L'idée centrale, c'est de maximiser la couverture du sol. En Mayenne, Thomas Queuniet met en avant le terme d'intensification végétale : « c'est le fait de faire plus d'engrais verts, de cultures associées, de relay-cropping, qui permet de limiter le travail du sol ». Contre les adventices, pour Michel Roesch, « la règle de base c'est que la lutte mécanique est inefficace seule. Il faut allier mécanique et biologique ». Il prend l'exemple du chardon dans du blé, que l'on peut affaiblir avec un couvert avant de biner.

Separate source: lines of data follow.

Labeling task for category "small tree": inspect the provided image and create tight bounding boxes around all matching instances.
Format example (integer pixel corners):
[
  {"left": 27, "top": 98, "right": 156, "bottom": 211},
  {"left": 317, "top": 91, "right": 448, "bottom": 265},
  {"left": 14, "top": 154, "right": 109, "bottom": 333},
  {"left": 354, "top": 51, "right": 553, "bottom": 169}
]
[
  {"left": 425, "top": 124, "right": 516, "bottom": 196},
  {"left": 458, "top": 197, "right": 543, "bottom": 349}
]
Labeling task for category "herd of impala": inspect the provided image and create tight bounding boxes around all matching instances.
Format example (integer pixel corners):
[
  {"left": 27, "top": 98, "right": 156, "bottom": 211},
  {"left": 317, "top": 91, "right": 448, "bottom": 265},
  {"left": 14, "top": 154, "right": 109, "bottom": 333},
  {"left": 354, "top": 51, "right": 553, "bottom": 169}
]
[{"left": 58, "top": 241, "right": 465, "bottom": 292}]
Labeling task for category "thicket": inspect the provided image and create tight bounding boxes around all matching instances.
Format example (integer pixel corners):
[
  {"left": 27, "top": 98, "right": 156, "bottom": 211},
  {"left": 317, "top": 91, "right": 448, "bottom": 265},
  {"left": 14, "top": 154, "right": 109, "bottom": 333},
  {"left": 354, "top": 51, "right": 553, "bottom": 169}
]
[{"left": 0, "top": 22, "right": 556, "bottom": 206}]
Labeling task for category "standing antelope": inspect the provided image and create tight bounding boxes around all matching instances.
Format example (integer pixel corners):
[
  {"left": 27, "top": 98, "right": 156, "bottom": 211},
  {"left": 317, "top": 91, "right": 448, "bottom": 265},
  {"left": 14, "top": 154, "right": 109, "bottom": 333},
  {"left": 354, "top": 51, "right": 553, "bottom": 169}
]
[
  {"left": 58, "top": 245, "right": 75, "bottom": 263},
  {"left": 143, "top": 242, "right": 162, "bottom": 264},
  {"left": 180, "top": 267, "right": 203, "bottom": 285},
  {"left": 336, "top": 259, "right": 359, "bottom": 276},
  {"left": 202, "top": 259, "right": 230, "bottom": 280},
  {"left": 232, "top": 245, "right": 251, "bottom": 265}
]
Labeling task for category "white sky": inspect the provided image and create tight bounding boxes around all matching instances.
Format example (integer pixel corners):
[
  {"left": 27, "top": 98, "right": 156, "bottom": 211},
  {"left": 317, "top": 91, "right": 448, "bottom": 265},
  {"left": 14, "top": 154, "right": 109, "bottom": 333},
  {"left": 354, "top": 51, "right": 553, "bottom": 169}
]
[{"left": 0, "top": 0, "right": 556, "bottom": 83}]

> Faut-il du matériel particulier ?

Camille Martineau fait part de l'intérêt du rotovator, loué à un entrepreneur. « Il nous fallait deux passages de déchaumeur à disque pour un rotovator, et c'est plus efficace. Il scalpe bien toute la surface ». Il s'en sert notamment pour détruire les prairies, avant de passer un outil à dents 15 jours à trois semaines après. Le lit de semence est ensuite préparé à la herse rotative. « Le rotovator est un outil très apprécié en TCS bio, mais il peut y avoir besoin de le modifier pour le stabiliser sur quatre roues, accélérer la vitesse de rotation à 380 tours/min et améliorer le recoupement des pâles », confirme Samuel Oheix. La profondeur travaillée tourne autour de 1 à 3 centimètres. Pour le conseiller, le semoir semis direct est peu utilisé actuellement en TCS bio, car ensuite il n'est plus possible de désherber mécaniquement.

> Comment gérer les couverts ?

Outil indispensable pour moins travailler le sol, les couverts ne sont pas simples à réussir en pratique. « Notamment pour les intercultures courtes, entre juillet et octobre, pointe Samuel Oheix. D'où l'idée de semer avant la moisson, par exemple un trèfle en février-mars pour les producteurs pouvant désherber. Et dans les terrains trop humides, cela peut valoir le coup de semer à l'automne en même temps que les céréales. Mais c'est encore une technique à affiner ».

Camille Martineau, en Vendée, a tenté l'expérience au printemps : « On a toujours cette question sur les couverts d'été : est-ce qu'on sème derrière la moisson, ou est-ce qu'on attend. Souvent on attendait les pluies. Cette année j'ai semé deux hectares de trèfle dans du triticale en avril, il a bien pris, mais ce n'est pas toujours possible : un méteil, bien développé a tendance à étouffer la légumineuse ».

Reste ensuite sa destruction. En Alsace, pour détruire un couvert avant un semis de maïs, Michel Roesch commence par le rouler en hiver, avant de faire un mulch avec un déchaumeur à disques. D'autres préfèrent le rotovator pour son efficacité en travail superficiel.